The two remaining studies in this category assessed glycopyrronium and aclidinium, and both studies took tiotropium as comparator. A Swedish study, based on the 1-year head-to-head GLOW-2 trial that included patients with moderate to very severe COPD, concluded that glycopyrronium was cost saving with a 99 % probability of dominance. Their conclusions were based on very small QALY gains (0.005) combined with cost savings over a 3-year time horizon from a societal perspective [18]. This contrasts with another Swedish study discussed in the previous paragraph, which found the opposite QALY gain (i.e. more QALYs for tiotropium) when comparing tiotropium and glycopyrronium [15]. Drug costs and severe exacerbation costs were in the same range, but the latter study took a payer’s perspective and based its efficacy measures on the SPARK trial, which included patients with severe or very severe COPD with at least one exacerbation in the previous year. Another study evaluated the cost effectiveness of aclidinium as an alternative to tiotropium in the USA over a 5-year time horizon [19]. The authors concluded that aclidinium was potentially cost effective (probability of dominance: 84 %), but QALY gains were marginal (0.0044) and total costs did not differ significantly. Given the lack of any long-term head-to-head trials comparing aclidinium versus tiotropium, the authors used a network meta-analysis (NMA) based on a set of different data sources and assumptions. However, as the authors did not clearly describe the limitations of this NMA, conclusions are therefore very tentative.

Considering the large number of past and current studies with mostly consistent results, there is strong evidence that tiotropium monotherapy is cost effective compared with usual (non-LAMA) care. However, evidence regarding the relative cost effectiveness of tiotropium, glycopyrronium and aclidinium versus each other is inconclusive.

3.2.2 Long-Acting Beta2 Agonist (LABA) Monotherapy

LABAs are a mainstay therapy for patients with GOLD B, C or D COPD [1]. In the previous review, 13 studies assessed the cost effectiveness of LABAs versus usual care (ipratropium) or placebo: 11 studies reported on salmeterol, one on formoterol, one on LABAs in general, and most studies indicated favourable cost effectiveness [7]. The present review identified two new studies [20, 21], which were both manufacturer-sponsored studies by the same first author that compared the cost effectiveness of once-daily indacaterol versus once-daily tiotropium and twice-daily salmeterol in the UK and in Germany [20, 21]. Both studies included patients with moderate to very severe COPD and followed them for 3 years using the same Markov model.
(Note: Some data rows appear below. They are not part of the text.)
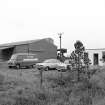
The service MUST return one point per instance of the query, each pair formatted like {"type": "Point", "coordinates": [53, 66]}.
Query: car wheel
{"type": "Point", "coordinates": [17, 66]}
{"type": "Point", "coordinates": [46, 68]}
{"type": "Point", "coordinates": [10, 67]}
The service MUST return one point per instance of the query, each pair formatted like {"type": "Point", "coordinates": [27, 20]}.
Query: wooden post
{"type": "Point", "coordinates": [41, 76]}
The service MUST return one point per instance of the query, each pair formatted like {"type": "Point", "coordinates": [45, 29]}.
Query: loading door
{"type": "Point", "coordinates": [6, 53]}
{"type": "Point", "coordinates": [96, 59]}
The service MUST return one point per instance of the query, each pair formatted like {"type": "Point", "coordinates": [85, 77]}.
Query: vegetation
{"type": "Point", "coordinates": [55, 90]}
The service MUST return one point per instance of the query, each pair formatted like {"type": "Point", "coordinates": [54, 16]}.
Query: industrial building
{"type": "Point", "coordinates": [43, 48]}
{"type": "Point", "coordinates": [96, 55]}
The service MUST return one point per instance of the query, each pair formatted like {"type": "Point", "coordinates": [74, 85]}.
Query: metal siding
{"type": "Point", "coordinates": [21, 49]}
{"type": "Point", "coordinates": [44, 50]}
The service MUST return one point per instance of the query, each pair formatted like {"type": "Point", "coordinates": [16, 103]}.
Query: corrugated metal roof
{"type": "Point", "coordinates": [18, 43]}
{"type": "Point", "coordinates": [7, 45]}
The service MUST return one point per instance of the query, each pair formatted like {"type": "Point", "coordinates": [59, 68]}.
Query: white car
{"type": "Point", "coordinates": [53, 64]}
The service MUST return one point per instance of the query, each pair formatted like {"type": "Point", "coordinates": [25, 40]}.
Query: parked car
{"type": "Point", "coordinates": [69, 66]}
{"type": "Point", "coordinates": [19, 60]}
{"type": "Point", "coordinates": [53, 64]}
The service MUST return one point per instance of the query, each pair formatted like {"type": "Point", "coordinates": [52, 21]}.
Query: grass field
{"type": "Point", "coordinates": [24, 87]}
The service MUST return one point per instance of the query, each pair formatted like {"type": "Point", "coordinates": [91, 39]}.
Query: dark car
{"type": "Point", "coordinates": [19, 60]}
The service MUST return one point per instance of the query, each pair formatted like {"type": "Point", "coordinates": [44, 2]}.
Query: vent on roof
{"type": "Point", "coordinates": [50, 40]}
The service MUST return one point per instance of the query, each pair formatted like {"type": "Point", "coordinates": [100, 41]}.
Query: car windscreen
{"type": "Point", "coordinates": [52, 61]}
{"type": "Point", "coordinates": [13, 57]}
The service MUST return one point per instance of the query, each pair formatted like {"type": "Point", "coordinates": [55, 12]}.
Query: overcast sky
{"type": "Point", "coordinates": [33, 19]}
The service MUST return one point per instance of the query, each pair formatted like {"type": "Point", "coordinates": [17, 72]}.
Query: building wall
{"type": "Point", "coordinates": [43, 49]}
{"type": "Point", "coordinates": [91, 55]}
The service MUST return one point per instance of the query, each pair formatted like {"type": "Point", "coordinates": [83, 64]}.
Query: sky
{"type": "Point", "coordinates": [82, 20]}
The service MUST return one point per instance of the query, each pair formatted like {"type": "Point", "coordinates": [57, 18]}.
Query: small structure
{"type": "Point", "coordinates": [96, 55]}
{"type": "Point", "coordinates": [44, 48]}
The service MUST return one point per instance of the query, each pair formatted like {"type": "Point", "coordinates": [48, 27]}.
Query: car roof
{"type": "Point", "coordinates": [24, 54]}
{"type": "Point", "coordinates": [51, 60]}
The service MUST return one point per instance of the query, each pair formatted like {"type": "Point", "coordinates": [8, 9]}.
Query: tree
{"type": "Point", "coordinates": [79, 58]}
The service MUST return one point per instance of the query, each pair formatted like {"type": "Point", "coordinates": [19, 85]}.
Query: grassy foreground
{"type": "Point", "coordinates": [54, 90]}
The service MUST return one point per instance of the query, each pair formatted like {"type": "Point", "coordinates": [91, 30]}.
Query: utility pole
{"type": "Point", "coordinates": [60, 36]}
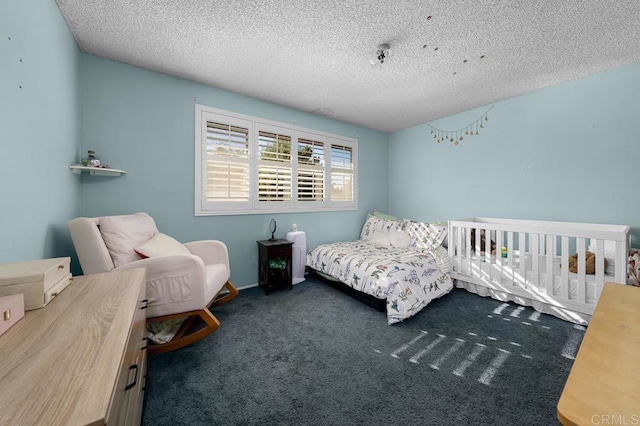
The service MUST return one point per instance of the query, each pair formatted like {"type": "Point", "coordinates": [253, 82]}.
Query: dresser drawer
{"type": "Point", "coordinates": [57, 272]}
{"type": "Point", "coordinates": [11, 310]}
{"type": "Point", "coordinates": [38, 280]}
{"type": "Point", "coordinates": [57, 288]}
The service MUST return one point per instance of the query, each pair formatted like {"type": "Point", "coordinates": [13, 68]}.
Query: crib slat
{"type": "Point", "coordinates": [535, 267]}
{"type": "Point", "coordinates": [499, 260]}
{"type": "Point", "coordinates": [478, 249]}
{"type": "Point", "coordinates": [512, 273]}
{"type": "Point", "coordinates": [522, 249]}
{"type": "Point", "coordinates": [581, 270]}
{"type": "Point", "coordinates": [599, 267]}
{"type": "Point", "coordinates": [550, 243]}
{"type": "Point", "coordinates": [564, 283]}
{"type": "Point", "coordinates": [467, 246]}
{"type": "Point", "coordinates": [621, 263]}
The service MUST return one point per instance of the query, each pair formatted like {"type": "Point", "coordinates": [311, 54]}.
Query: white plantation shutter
{"type": "Point", "coordinates": [311, 170]}
{"type": "Point", "coordinates": [342, 173]}
{"type": "Point", "coordinates": [246, 165]}
{"type": "Point", "coordinates": [227, 159]}
{"type": "Point", "coordinates": [274, 167]}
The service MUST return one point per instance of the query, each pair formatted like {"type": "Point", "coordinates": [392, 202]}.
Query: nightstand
{"type": "Point", "coordinates": [274, 264]}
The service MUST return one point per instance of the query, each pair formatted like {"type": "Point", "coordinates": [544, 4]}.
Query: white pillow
{"type": "Point", "coordinates": [161, 245]}
{"type": "Point", "coordinates": [399, 239]}
{"type": "Point", "coordinates": [424, 235]}
{"type": "Point", "coordinates": [380, 237]}
{"type": "Point", "coordinates": [374, 224]}
{"type": "Point", "coordinates": [122, 234]}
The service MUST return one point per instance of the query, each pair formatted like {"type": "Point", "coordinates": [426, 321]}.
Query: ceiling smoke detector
{"type": "Point", "coordinates": [382, 53]}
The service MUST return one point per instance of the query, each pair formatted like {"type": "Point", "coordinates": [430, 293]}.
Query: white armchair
{"type": "Point", "coordinates": [183, 280]}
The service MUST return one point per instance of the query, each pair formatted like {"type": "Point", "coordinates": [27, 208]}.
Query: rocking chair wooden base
{"type": "Point", "coordinates": [183, 337]}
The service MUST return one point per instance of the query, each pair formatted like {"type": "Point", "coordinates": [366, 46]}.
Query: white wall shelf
{"type": "Point", "coordinates": [96, 171]}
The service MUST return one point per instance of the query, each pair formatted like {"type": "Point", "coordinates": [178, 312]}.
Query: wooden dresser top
{"type": "Point", "coordinates": [59, 362]}
{"type": "Point", "coordinates": [604, 384]}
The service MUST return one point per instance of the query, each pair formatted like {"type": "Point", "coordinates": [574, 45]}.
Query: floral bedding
{"type": "Point", "coordinates": [409, 279]}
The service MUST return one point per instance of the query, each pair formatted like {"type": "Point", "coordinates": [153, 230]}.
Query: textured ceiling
{"type": "Point", "coordinates": [446, 56]}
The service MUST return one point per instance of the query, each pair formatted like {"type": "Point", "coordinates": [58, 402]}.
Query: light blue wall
{"type": "Point", "coordinates": [143, 122]}
{"type": "Point", "coordinates": [569, 152]}
{"type": "Point", "coordinates": [39, 130]}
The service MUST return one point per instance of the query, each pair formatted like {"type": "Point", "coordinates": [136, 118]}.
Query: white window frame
{"type": "Point", "coordinates": [253, 205]}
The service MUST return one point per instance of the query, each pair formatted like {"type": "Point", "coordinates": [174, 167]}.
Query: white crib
{"type": "Point", "coordinates": [529, 266]}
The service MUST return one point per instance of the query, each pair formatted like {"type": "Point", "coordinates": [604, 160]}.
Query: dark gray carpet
{"type": "Point", "coordinates": [315, 356]}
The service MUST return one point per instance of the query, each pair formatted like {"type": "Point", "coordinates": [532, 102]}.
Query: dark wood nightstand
{"type": "Point", "coordinates": [274, 264]}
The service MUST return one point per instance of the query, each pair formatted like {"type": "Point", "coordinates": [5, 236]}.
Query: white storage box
{"type": "Point", "coordinates": [38, 280]}
{"type": "Point", "coordinates": [11, 310]}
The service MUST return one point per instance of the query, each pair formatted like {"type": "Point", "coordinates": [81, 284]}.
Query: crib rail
{"type": "Point", "coordinates": [531, 258]}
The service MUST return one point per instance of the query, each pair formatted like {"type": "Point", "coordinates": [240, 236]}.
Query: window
{"type": "Point", "coordinates": [248, 165]}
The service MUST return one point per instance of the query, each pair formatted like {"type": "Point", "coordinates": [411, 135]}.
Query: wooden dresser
{"type": "Point", "coordinates": [81, 359]}
{"type": "Point", "coordinates": [603, 387]}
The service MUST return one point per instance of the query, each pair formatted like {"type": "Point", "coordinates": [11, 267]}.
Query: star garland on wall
{"type": "Point", "coordinates": [456, 136]}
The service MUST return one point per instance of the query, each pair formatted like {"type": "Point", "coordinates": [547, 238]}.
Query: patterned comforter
{"type": "Point", "coordinates": [407, 278]}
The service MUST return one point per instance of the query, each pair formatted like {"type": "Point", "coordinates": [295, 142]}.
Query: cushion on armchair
{"type": "Point", "coordinates": [160, 245]}
{"type": "Point", "coordinates": [122, 234]}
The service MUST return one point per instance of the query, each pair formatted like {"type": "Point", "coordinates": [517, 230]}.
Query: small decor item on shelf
{"type": "Point", "coordinates": [91, 160]}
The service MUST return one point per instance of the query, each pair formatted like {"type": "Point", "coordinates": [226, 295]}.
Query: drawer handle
{"type": "Point", "coordinates": [135, 377]}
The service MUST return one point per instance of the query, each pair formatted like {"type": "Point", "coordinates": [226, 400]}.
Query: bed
{"type": "Point", "coordinates": [400, 263]}
{"type": "Point", "coordinates": [529, 262]}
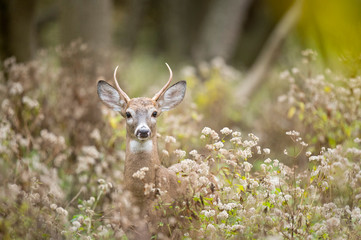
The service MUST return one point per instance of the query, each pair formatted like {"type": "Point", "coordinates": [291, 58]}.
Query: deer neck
{"type": "Point", "coordinates": [140, 154]}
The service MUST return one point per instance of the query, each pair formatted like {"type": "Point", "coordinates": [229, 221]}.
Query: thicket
{"type": "Point", "coordinates": [62, 157]}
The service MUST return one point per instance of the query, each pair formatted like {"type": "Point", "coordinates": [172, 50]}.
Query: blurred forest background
{"type": "Point", "coordinates": [260, 66]}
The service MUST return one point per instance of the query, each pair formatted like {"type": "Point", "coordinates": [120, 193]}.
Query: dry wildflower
{"type": "Point", "coordinates": [30, 102]}
{"type": "Point", "coordinates": [180, 153]}
{"type": "Point", "coordinates": [140, 173]}
{"type": "Point", "coordinates": [218, 145]}
{"type": "Point", "coordinates": [206, 131]}
{"type": "Point", "coordinates": [293, 133]}
{"type": "Point", "coordinates": [90, 151]}
{"type": "Point", "coordinates": [266, 150]}
{"type": "Point", "coordinates": [247, 166]}
{"type": "Point", "coordinates": [165, 153]}
{"type": "Point", "coordinates": [95, 134]}
{"type": "Point", "coordinates": [222, 215]}
{"type": "Point", "coordinates": [62, 211]}
{"type": "Point", "coordinates": [226, 131]}
{"type": "Point", "coordinates": [333, 222]}
{"type": "Point", "coordinates": [268, 160]}
{"type": "Point", "coordinates": [149, 188]}
{"type": "Point", "coordinates": [170, 139]}
{"type": "Point", "coordinates": [16, 89]}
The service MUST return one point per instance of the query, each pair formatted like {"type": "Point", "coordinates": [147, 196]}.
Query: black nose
{"type": "Point", "coordinates": [143, 133]}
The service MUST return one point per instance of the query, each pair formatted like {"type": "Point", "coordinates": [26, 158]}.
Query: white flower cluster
{"type": "Point", "coordinates": [140, 174]}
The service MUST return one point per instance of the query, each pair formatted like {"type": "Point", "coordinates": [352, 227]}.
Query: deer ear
{"type": "Point", "coordinates": [172, 96]}
{"type": "Point", "coordinates": [110, 96]}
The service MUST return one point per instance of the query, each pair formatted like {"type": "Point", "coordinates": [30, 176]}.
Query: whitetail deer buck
{"type": "Point", "coordinates": [141, 146]}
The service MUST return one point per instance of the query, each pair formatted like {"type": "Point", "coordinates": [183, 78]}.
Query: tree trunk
{"type": "Point", "coordinates": [256, 75]}
{"type": "Point", "coordinates": [221, 30]}
{"type": "Point", "coordinates": [19, 29]}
The model results were compared with other (unspecified) studies and national mortality statistics and were reviewed by an external health economist. Efficacy measures were taken from the 26-week INHANCE and INLIGHT-2 trials [20, 21]. In the UK and Germany, indacaterol 150 µg was found to dominate both tiotropium and salmeterol. In the UK, the QALYs gained for indacaterol versus tiotropium were relatively small, ranging from 0.008 (dose 150 µg) to 0.011 (dose 300 µg); the number of QALYs gained versus salmeterol were similar, as were the German results. The model was sensitive to changes in mortality estimates, the severity of the disease of the patient population and the time horizon. For the UK, the authors concluded that both doses of indacaterol (150 and 300 µg) were dominant. The probabilistic sensitivity analysis (PSA) showed that 72 % (vs. salmeterol) and 89 % (vs. tiotropium) of the iterations indicated dominance for indacaterol. In Germany, only the 150-µg dose was dominant (with dominance probabilities of 78 % vs. salmeterol and 90 % vs. tiotropium), and the more expensive dose (indacaterol 300 µg) was deemed cost effective (€28,301 per QALY). It seems that the difference between countries arises from differences in drug costs. In Germany, the 300-µg dose was 1.5 times more expensive than the 150-µg dose, whereas in the UK, both doses were equally priced. The costs of the comparator drugs also varied.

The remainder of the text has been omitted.